Choose Your Expensive High Performance Car

by Vic Hurlstorm on June 10, 2009

When buying insurance, most people ask for “full coverage” without knowing what they’re asking for. What’s the problem? There is no such thing as “full coverage”. Whilst understanding your coverage is critical for everybody, it’s critically critical if you are driving a Mercedes, BMW, Bentley, Rolls-Royce, Porsche, Viper, Ferrari, Lamborghini, Lotus, or Aston Martin. 

If you are driving a dear, exotic or high-performance automobile, you can desire to make sure that after an accident you receive OEM parts, OEM paint, the facility to correct your automobile at the vehicle at the auto body shop of your choice, and the quantity of money required for the repair. 

Repairing a pricey car with non-OEM parts and / or improper craftsmanship will end up in important reduced price. With dear automobiles, even a proper repair will end up in lessened worth. What’s diminished value. What is diminished value? It cost the lowered market value of an automobile successive to repair. For example, a Porsche or Ferrari will be worth less after an accident, even after it has been correctly mended. For research on lessened worth, see http://www.hurt911.org/accident/car-accident-car-value.html You do not want to get into a discussion with your insurance company as to whether or not your automobile can be corrected or should be totaled. Often, insurance corporations will want to fix your auto, when you suspect it should be totaled. If the insurance company agrees to total your vehicle, most insurance policies only provide “actual cash value” insurance which would only give you with a payment based on this replacement value of your car, less depreciation [ the decrease in the value of your car due to use, deterioration and the passage of time ]. 

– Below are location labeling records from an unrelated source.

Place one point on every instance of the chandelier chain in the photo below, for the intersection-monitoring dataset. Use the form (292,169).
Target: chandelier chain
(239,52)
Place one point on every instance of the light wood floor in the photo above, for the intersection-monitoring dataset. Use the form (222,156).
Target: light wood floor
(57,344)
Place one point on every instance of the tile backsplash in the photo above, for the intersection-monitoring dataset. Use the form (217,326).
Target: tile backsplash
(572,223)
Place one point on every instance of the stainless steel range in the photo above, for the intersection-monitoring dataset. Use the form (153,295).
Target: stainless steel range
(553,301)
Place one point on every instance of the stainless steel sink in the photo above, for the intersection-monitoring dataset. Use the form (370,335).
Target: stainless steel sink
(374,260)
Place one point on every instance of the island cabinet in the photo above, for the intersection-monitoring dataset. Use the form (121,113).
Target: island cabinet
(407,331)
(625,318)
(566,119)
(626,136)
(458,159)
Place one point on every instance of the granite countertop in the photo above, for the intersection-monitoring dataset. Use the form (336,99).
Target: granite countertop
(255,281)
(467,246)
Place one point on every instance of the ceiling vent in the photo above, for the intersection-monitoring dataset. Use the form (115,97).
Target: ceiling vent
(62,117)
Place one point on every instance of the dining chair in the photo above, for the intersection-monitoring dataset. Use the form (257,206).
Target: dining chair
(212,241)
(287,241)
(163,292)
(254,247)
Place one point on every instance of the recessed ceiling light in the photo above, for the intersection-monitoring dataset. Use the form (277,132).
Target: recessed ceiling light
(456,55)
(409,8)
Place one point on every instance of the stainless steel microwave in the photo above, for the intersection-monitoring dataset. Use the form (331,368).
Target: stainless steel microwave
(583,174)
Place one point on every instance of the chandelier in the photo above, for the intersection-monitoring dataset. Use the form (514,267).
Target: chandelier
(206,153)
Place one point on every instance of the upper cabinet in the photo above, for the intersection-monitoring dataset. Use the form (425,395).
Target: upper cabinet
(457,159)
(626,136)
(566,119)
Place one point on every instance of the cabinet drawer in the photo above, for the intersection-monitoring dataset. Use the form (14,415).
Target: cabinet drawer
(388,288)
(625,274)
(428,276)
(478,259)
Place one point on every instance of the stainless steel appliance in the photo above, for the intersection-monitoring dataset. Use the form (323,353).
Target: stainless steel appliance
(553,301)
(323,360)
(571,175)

In the event that an exotic or high-priced automobile is totaled, the best replacement coverage is “agreed value” or “stated value”. The only insurance companies I have found to supply concluded worth insurance are Chubb and MetLife. Chubb’s web site states : “You and Chubb can agree on a price and lock it in for a complete year. That’s the exact amount you’ll receive if your car is stolen or totaled in a covered loss. Never mind the “book” worth. 

We even surrender the deductible. No bartering, no depreciation, no deductible, no problem.” MetLife’s site states : Equivalent New Automobile Replacement for Total Loss is offered for vehicles within the 1st year of purchase or the first 15,000 miles, whichever comes first. What’s the difference between Chubb’s “Agreed Worth Option” and MetLife’s “Equivalent New auto Replacement” coverage? For high-value autos, Chubb is definitely the wiser choice. Chubb offers its concluded price coverage every year and readjusts the concluded price on policy renewal. From what I have seen, the adjusted agreed worth even years and over 100,000 miles later is much higher than actual value. Additionally, on a different subject, Chubb also offers up to $1 million of underinsured coverage, which is also vitally important. Ensure you ask your Chubb agent for the maximum underinsured coverage. For average price new cars, MetLife is a sensible choice. MetLife does not offer its Equivalent New Automobile Replacement coverage after the first fifteen thousand miles. For drivers of most new cars, this is still a good value because it is not uncommon for someone to total their new car soon after purchasing it. Sometimes , just driving a car out of the showroom may lead to as much as $10,000 depreciation.